Since the fall of Saddam Hussein’s regime, Iraqi car dealers have been swarming to the Jordanian border to snap up stock because there are no custom officials to make them pay import duties.
In just a few hours, Ahmad Jomaa bought 40 vehicles in Zarqa, a car dealers’ haven in the desert outside Amman, which has seen Iraqi buyers by the dozen over the past two weeks.
“Thanks be to God. We no longer have to pay the $1 500 (just over R11 000) in custom duties or any import taxes to the Iraqi authorities now that there is no longer a government in Iraq,” Jomaa said.
“Now I only have to pay the price of the car and drive it back to Baghdad,” he said.
Jordanian Amer Jayussi considers Jomaa and other prospective buyers a godsend that has helped bolster the sluggish business in Zarqa: “If business continues this way there won’t be a car left on my lot. We’ve never seen anything like it.
“The Iraqi dealers carry huge wads of dollars. I don’t know where they get it from,” Jayussi added.
Buyers include certified Iraqi car dealers who have come to make a deal in Jordan as well as those with residency permits in the kingdom or Iraqis heading back home, whose appetite for cars of all shapes and sizes has no limits.
In one day last week, Jayussi said he had sold a record 12 cars, while many of his competitors were reporting an equally brisk business. Since the fall of the Baghdad regime on April 9, the import of cars into Iraq has become as easy as pie.
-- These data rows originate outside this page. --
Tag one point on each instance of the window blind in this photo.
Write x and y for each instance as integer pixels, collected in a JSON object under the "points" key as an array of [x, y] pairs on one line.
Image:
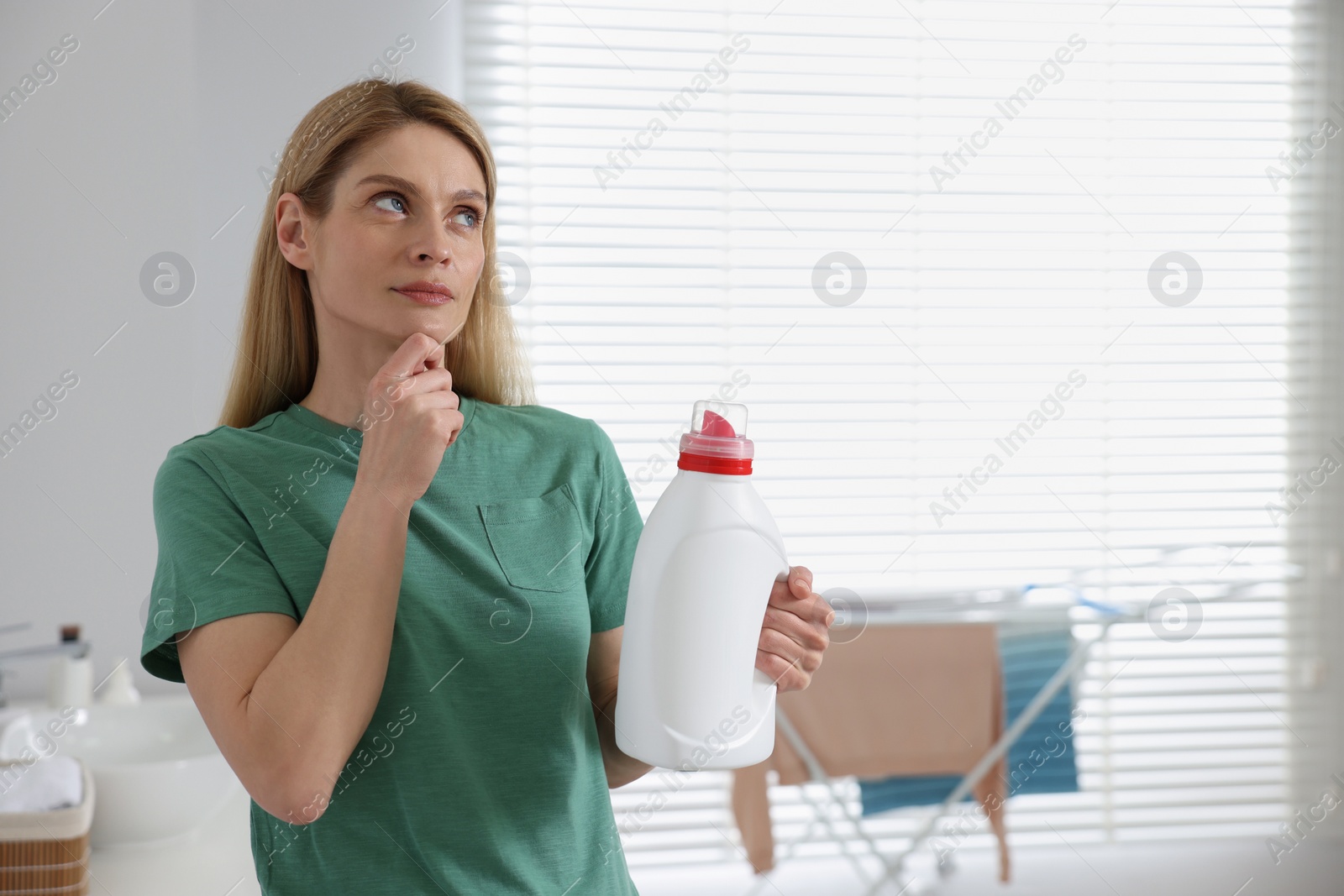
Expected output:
{"points": [[1005, 291]]}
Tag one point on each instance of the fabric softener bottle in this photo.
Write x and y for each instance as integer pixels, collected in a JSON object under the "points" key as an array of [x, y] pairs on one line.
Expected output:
{"points": [[690, 694]]}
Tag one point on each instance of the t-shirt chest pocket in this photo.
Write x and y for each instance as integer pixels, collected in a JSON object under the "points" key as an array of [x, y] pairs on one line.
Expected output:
{"points": [[538, 542]]}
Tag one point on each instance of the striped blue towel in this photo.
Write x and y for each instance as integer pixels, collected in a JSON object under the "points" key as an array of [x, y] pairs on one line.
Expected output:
{"points": [[1030, 658]]}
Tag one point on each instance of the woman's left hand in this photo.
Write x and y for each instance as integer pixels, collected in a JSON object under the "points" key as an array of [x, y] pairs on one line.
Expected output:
{"points": [[796, 631]]}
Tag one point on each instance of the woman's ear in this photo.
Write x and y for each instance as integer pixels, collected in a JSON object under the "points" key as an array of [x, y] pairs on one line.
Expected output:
{"points": [[291, 231]]}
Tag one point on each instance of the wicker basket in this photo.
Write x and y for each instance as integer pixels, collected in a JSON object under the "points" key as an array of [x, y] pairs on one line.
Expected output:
{"points": [[46, 853]]}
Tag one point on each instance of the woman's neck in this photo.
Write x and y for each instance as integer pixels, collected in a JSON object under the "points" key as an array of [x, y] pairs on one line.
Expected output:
{"points": [[347, 363]]}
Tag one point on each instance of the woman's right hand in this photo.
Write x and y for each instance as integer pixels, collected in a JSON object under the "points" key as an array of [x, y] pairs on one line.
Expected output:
{"points": [[410, 418]]}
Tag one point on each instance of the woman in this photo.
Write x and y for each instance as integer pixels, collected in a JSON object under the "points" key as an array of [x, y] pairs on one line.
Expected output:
{"points": [[393, 584]]}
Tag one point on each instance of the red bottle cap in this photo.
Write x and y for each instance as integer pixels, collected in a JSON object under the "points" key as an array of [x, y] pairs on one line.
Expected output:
{"points": [[717, 441]]}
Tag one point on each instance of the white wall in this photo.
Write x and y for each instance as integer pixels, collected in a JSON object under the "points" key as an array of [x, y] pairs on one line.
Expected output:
{"points": [[148, 140]]}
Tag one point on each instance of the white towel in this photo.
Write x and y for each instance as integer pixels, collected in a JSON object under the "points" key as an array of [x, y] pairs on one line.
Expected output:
{"points": [[46, 785]]}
“I registered the 40 cars I bought in the names of brothers and cousins, since Jordanian laws only allow one car per buyer,” said Joma, who added that he had spent the equivalent of between R14 600 and R21 900 on each car he bought.
“I’ll make a $500 (R3 650) profit on each vehicle,” he said.
Hussein, another Iraqi with Jordanian residency, said he had bought 15 cars and paid some of his compatriots who were planning to return home to use their names on the registration documents.
“I handed each of the men $200 (R1 460),” said Hussein.
At Trebil, on the Iraqi side of the border, US troops controlling the checkpoint abandoned by the former regime “examine the documents, but don’t demand any customs duties,” Hussein said.
Both Hussein and Jomaa are also confident they will find customers quickly once they return to Iraq.
“I will sell these cars as soon as I go back. I won’t wait for the new government,” said Jomaa. “There is a big business to be done in Iraq and a lot of money in Iraqi hands to be spent”.